Mi mamá Isabel solía contarme una de esas historias que no se olvidan, de esas que se quedan tatuadas en el alma. Recordaba con ternura cómo, siendo aún joven, vivía la Semana Santa con la inocencia y la devoción más pura.
Junto a su cuñada, mi querida tía Lucha, salían temprano por la mañana con sus pequeñas canastas rumbo a las huertas cercanas —esas que entonces eran parte del paisaje cotidiano y del latido de la comunidad—.
Iban con una ilusión clara y sencilla: recolectar flores para la procesión. No eran flores compradas, sino escogidas con esmero, aún con la tierra fresca en los tallos, como un tributo humilde nacido del amor.
Durante la procesión, caminaban delante de la imagen de cristo del Señor de la Caña, lanzando pétalos con cuidado, como si cada uno fuera una oración muda, un gesto sagrado.
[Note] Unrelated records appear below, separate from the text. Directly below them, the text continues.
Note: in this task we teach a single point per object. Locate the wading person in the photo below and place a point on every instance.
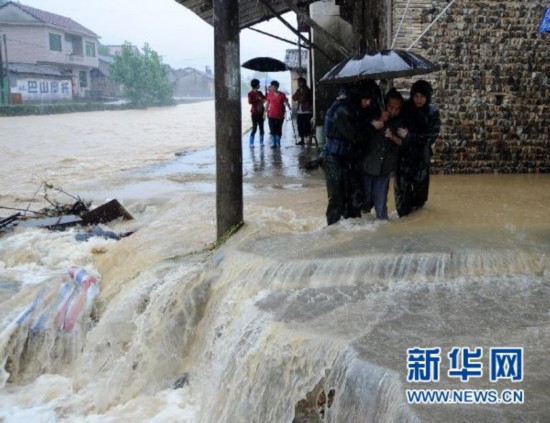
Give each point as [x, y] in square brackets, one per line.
[382, 150]
[422, 125]
[275, 105]
[304, 97]
[257, 111]
[339, 154]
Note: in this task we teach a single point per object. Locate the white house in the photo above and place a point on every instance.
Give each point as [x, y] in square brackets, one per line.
[37, 37]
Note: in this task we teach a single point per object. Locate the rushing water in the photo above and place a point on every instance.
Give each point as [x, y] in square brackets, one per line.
[287, 312]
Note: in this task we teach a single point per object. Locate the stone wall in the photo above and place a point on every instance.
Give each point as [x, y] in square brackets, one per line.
[493, 86]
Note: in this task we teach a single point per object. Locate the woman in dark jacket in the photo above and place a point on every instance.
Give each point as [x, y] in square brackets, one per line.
[421, 129]
[381, 158]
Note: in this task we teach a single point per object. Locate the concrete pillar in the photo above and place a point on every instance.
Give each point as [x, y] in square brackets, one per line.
[229, 167]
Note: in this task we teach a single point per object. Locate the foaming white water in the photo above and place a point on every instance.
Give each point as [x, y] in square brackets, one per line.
[286, 312]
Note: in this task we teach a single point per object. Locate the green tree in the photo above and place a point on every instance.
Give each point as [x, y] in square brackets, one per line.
[143, 76]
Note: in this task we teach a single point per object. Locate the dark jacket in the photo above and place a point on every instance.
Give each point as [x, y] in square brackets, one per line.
[304, 97]
[424, 125]
[382, 153]
[340, 129]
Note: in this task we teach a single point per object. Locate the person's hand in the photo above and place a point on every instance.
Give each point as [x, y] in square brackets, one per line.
[378, 124]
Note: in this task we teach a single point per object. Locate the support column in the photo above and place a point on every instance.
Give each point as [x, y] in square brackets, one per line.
[229, 166]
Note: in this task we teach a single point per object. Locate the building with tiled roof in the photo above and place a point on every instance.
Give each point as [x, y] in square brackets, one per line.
[38, 37]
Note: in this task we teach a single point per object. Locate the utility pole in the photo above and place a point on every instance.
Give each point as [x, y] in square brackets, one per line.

Las flores alfombraban el camino y llenaban el aire de aroma, convirtiendo la calle en un santuario efímero pero eterno en el recuerdo.
Esa costumbre, narrada siempre con dulzura por mi mamá, me enseña que el amor por la fe nace en la infancia, en esos gestos sencillos y verdaderos que florecen en la memoria y echan raíces en el alma de una familia.